A Polícia Federal deflagrou na manhã desta terça-feira, 7 de julho de 2026, a sexta fase da Operação Unha e Carne, voltada a desarticular uma organização criminosa suspeita de usar uma rede de postos de combustíveis na Região Metropolitana do Rio de Janeiro como plataforma de lavagem de dinheiro. Segundo relatório de inteligência do Conselho de Controle de Atividades Financeiras, o Coaf, o grupo teria movimentado mais de 7,6 bilhões de reais nos últimos seis anos. As investigações apontam a participação de funcionários públicos no esquema.

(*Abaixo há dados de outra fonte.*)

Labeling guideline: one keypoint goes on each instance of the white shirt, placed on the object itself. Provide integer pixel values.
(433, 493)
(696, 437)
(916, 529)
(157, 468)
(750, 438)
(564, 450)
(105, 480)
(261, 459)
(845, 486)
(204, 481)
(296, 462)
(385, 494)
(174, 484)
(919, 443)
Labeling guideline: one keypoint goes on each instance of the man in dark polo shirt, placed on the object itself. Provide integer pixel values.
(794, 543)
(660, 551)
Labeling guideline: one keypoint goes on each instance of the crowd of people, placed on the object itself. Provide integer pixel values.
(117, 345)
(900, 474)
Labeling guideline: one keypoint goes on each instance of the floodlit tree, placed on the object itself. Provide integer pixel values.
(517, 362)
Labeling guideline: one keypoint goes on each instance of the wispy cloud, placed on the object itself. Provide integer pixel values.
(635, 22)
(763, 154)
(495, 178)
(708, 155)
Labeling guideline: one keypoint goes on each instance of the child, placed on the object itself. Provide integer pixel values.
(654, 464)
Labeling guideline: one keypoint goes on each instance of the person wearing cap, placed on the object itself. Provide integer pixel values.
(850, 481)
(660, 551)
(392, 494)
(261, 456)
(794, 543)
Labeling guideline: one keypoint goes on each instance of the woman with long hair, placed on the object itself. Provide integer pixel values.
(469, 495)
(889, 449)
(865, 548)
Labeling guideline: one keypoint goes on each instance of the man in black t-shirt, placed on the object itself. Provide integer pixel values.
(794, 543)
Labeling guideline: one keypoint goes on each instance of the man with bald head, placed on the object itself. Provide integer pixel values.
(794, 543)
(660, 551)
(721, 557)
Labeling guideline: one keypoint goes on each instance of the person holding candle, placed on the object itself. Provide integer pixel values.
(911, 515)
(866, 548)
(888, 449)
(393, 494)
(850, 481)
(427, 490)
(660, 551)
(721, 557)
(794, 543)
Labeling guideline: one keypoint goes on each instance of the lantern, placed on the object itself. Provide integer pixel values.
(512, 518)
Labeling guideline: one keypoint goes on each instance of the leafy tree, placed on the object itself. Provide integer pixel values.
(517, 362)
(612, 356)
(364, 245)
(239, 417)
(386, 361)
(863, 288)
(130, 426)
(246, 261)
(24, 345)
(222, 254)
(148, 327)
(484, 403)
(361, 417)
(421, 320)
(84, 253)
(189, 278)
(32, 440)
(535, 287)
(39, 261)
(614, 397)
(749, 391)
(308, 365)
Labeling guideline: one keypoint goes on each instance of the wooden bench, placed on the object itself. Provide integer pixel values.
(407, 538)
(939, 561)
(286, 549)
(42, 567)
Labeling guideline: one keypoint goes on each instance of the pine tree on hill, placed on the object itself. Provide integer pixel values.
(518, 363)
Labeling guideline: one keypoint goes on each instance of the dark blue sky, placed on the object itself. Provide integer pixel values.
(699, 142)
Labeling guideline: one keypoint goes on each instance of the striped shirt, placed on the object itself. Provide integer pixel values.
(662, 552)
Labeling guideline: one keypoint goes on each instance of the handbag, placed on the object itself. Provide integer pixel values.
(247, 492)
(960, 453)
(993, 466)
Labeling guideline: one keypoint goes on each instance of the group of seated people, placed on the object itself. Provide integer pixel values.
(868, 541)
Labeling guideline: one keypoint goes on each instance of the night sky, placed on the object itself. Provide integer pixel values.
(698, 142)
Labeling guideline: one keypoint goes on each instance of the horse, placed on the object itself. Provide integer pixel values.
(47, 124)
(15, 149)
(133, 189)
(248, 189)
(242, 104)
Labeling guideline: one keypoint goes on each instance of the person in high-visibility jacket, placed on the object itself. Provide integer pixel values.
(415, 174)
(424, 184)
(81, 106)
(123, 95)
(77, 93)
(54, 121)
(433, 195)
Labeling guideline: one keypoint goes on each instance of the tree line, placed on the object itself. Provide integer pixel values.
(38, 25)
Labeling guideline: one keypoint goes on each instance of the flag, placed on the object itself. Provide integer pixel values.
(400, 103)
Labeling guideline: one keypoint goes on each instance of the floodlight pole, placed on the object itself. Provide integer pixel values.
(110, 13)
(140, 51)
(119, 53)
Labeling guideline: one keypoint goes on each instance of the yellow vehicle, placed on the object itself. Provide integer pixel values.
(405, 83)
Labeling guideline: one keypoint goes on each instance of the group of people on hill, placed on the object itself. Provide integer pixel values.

Entre os alvos estão Marcus Amim, ex-secretário estadual de Polícia Civil do Rio, e Márcio Canella, ex-prefeito de Belford Roxo e pré-candidato ao Senado pelo União Brasil. Ao todo, foram cumpridos dezenove mandados de busca e apreensão em endereços na capital fluminense, em Niterói, São Gonçalo, Itaboraí e Resende. A Justiça também determinou o sequestro de bens e valores e a suspensão das atividades econômicas de empresas ligadas aos investigados, que podem responder por organização criminosa, contratação direta ilegal e lavagem de dinheiro.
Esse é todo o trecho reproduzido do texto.